Buna, müsaadenizle, ulusalcılıktan farklı olarak, ulusolculuk diyorum… Peki ulusalcılık neydi?
Ulusalcılık; 90’lı yılların sonu ve 2000’lerin başlarında milliyetçi, solcu, Kemalist ve hatta muhafazakâr çevrelerin yurt veya vatan hassasiyeti, gönül verdikleri partilerin ve diğer hassasiyetlerinin önünde olan, yükselen salon solculuğu veya neoliberal küreselciliğe karşı tepkili seküler bir kamusallıktı. Bugüne kadar bu kamusallığın siyasal örneklikleri, büyük oranda kendilerini nizamî milliyetçilikten ayırt edemedi ve yetkenin baştan çıkarıcı tekliflerine kayıtsız kalamadı. Görünürlükleri sürse de, anılan nedenlerden dolayı kendilerine yeni bir liman aradıklarını düşünebiliriz.
Bugün bundan ders de çıkarmış olarak, sekülerliği yine ön planda, milliyetçiliği etnik düzeyde olmak yerine, Alman romantikleri gibi doğasına ve kültürel genetiklerine bir gelenekçi gibi bağlı, Cumhuriyet’in kuruluş felsefesini sosyalistçe görmese de, tıpkı Fransız devrimi gibi, ona giden ve aşılması gereken zorunlu bir uğrak olarak kabul eden, özgürlük ve eşitlik (sol) idealine kopmaz bir gerçeklikle bağlı, tarihin havını tersine tarayanlarla barışık, halkının Hacı Bektaş Veli, Yunus Emre, Nasreddin Hoca, Karacaoğlan, Pir Sultan Abdal, Hacı Bayram Veli, Niyâzî Mısrî, Dadaloğlu, Şeyh Bedrettin, Ahiler, Abdallar ve Bacılar metafiziğine yaslanmış; Şinasî, Tevfik Fikret, Nazım Hikmet, Sabahattin Ali, Sait Faik, Hasan Ali Yücel, Dr.

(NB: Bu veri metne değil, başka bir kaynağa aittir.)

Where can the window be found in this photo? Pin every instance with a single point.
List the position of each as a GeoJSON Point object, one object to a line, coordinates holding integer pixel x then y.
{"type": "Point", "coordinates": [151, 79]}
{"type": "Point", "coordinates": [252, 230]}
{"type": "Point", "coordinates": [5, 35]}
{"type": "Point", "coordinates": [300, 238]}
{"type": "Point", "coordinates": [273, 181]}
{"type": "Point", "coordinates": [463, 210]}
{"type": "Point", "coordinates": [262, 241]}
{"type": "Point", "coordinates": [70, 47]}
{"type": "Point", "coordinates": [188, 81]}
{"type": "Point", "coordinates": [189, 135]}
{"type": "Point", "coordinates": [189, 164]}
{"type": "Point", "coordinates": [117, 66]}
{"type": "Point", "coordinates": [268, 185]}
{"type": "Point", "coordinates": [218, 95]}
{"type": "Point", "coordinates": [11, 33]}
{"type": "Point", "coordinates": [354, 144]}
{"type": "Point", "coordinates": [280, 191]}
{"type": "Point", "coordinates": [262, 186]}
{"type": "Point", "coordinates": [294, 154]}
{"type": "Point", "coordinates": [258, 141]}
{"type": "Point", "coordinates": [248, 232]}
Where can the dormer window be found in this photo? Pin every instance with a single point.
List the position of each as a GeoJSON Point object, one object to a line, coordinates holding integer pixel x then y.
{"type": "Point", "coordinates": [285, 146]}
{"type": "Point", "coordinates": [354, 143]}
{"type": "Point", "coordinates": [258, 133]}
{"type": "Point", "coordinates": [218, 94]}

Kıvılcımlı, Azra Erhat, Eyuboğlular, Turgut Uyar, Ahmet Hamdi Tanpınar, Niyazi Berkes, Oğuz Atay, Bedrettin Cömert, Vedat Günyol, Yalçın Küçük, Korkut Boratav ve adları bir çırpıda burada sayılamayacak nicesinin özgürlük ve eşitlik geleneğine şahsiyetli olarak ve sevgiyle bağlı olduğunu bilinçle ve/veya sezgiyle bilen ve fakat birbirlerinin de henüz farkında olamayan bir oluşum veya oluşum öbeklerinden bahsediyorum.

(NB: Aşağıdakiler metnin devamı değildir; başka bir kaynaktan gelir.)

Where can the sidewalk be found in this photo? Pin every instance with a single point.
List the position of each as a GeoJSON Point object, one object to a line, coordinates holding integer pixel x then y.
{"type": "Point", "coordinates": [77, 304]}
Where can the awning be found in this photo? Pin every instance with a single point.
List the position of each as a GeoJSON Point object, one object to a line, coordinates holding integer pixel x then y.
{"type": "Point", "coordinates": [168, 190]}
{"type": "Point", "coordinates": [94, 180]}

Kurtuluş Kayalı’nın kaygısını çektiği gibi, yönünü çeviri aydınlanmaya değil, (çeviri dahil) dünyanın özgürlük ve eşitlik deneyimlerini ihmal etmeden, bu toprakların bilinen bütün medeniyetlerinin verimlerini dikkate alarak, Cumhuriyet’in kazanımları ile ters düşmeyecek şekilde farklılıkları zenginlik olarak görüp, onu potasında yeni bir tarzda harmanlayacak genç kuşağın, bütün bastırılmalara rağmen, hatta belki de bu sayede, söz konusu öbekleşmelerin göbeğinde olduklarını “görüyoruz, duyuyoruz”.

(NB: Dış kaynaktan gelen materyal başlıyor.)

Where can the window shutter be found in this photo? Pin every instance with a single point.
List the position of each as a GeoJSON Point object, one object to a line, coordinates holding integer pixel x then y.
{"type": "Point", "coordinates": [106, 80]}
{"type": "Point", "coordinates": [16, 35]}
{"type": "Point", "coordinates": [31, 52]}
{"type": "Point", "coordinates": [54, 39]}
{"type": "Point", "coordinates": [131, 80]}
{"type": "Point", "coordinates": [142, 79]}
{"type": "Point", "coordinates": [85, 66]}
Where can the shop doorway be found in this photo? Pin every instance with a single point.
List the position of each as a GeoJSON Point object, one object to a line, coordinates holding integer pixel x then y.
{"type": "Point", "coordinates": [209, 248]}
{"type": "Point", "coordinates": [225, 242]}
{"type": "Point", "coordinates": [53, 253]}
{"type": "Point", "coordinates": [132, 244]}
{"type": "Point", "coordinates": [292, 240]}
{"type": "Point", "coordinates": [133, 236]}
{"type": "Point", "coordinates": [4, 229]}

İşte bu gördüğümüzün adına, dünkü gibi ulusalcılar değil, ulusolcular diyorum. Yanlış mı, doğru mu? Bekleyip göreceğiz. Ben bekleyemedim.
Bunları uydurduğumu da pekâlâ düşünebilirsiniz. Öyle düşünüyorsanız, öyle düşünmeye lütfen devam edin. Lütfen uykunuzu bölmeyin. Ancak öyle düşünmeyenler; 23 Nisan’ın, 19 Mayıs’ın, 30 Ağustos’un, 29 Ekim’in ve daha ilginci 10 Kasım’ın nasıl iple çekildiğini, caddelerin nasıl renklendiğini, trafiğin nasıl durduğunu, özellikle muhafazakâr kesimin çocuklarının bayramı bekleyen çocuklar gibi Anıtkabir’den, düşmanı çatlatırcasına nasıl pozlar verdiğini, pencerelerini nasıl al bayraklarla donattığını hatırlayacaklardır.
Bu hatırlamalar size bir şeyleri hatırlatıyor olsa gerek. Ama orasını söylemeyeceğim.
[1] Yazım hatası yoktur: uğuldama değil, “oğuldama”.